Wednesday, August 7, 2024

Aug 8 Thu - Why should I genuflect in church?

 

Aug 8 Thu
Why should I genuflect in church?
If we were granted an audience with some high-ranking person, how carefully we would mind our behavior and manners! We have an audience with Jesus every day, an intimate personal conversation leading up to the total union of sacramental Communion. How do we receive him? How do we care for the basic details of piety?

“Piety has its own good manners -Learn them. What a pity to see those "pious" people who don't know how to behave in Mass or how to make the sign of the Cross (they make weird gestures, all in a hurry), or how to bend the knee before the Tabernacle (their ridiculous genuflections seem a mockery), or how to bow their heads reverently before a picture of our Lady."

Genuflection is a gesture of adoration reserved for the Most Blessed Sacrament and the Holy Cross. It signifies the adoration owed to Christ truly present in the Eucharistic.

We must know the reason why genuflection was established, its meaning, and form of doing it. Thus, take into account:

1. Genuflection

The word genuflection comes from the medieval Latin genuflexĭo: gĕnu (knee) and flexĭo (flexion). It is done by bending the right knee to the ground.  
It was a sign of respect, in the West, given to kings and nobles during the Middle Ages. However, they were respected by bending the left knee. This is why Christians bend the right knee as a sign of devotion to God alone.
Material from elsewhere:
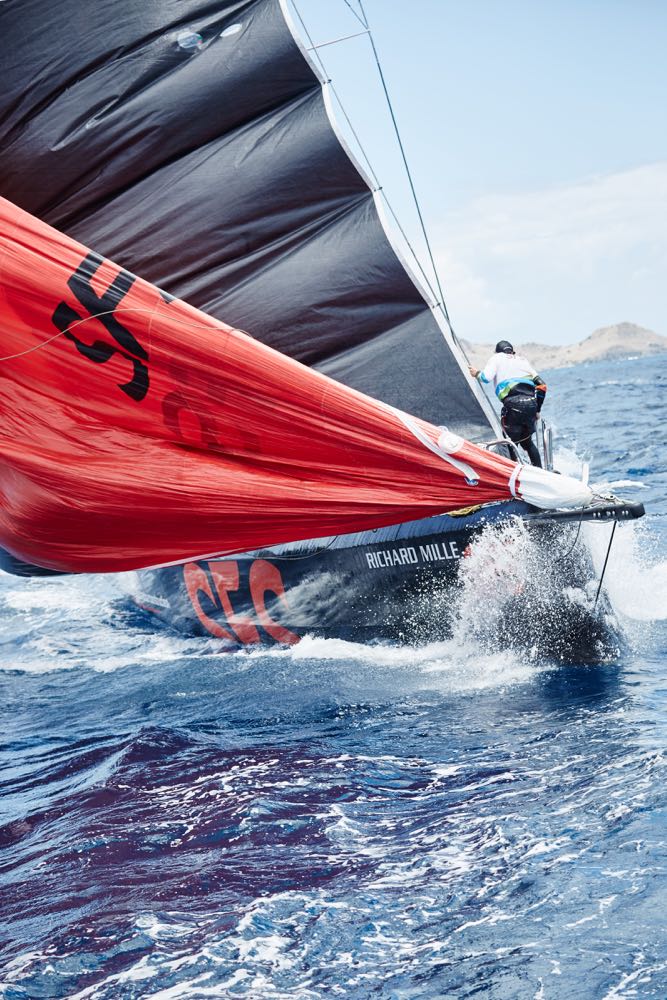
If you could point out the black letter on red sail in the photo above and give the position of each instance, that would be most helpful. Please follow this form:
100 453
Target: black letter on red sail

2. Single or double genuflection?

In the past, Catholics genuflected with two knees before the exposed Blessed Sacrament. Thus, they bent the right knee until it touched the ground and then the left knee. The person then stood up, raising the left knee first.

Presently, we are told that only simple genuflection is needed before the Blessed Sacrament, whether reserved in the tabernacle or exposed for public adoration, except when in a procession.

Thus, double genuflection is not obligatory in an exposition of the Blessed Sacrament, but many continue to practice it out of personal devotion.

3. At what other times do we genuflect?

Genuflection is made when entering and leaving the church, always facing the tabernacle, to greet and bid farewell to Christ the Eucharist.
The way to know that ‘the presence of Christ’ in the tabernacle is when the vigil lamp is lit at the side.

Genuflection before the Cross is only performed ‘from the solemn adoration in the liturgical action of Good Friday at the Passion of the Lord until the beginning of the Easter Vigil’.

4. Does genuflection pleases the Lord?

St. Ambrose, one of the greatest Doctors of the Church, said: ‘When the knee is bent, the offence to the Lord is eased, His anger is appeased, His grace is brought forth’.

Therefore, the gesture of genuflection is a beautiful way to express our faith in the Eucharistic presence of Christ and our love for Him.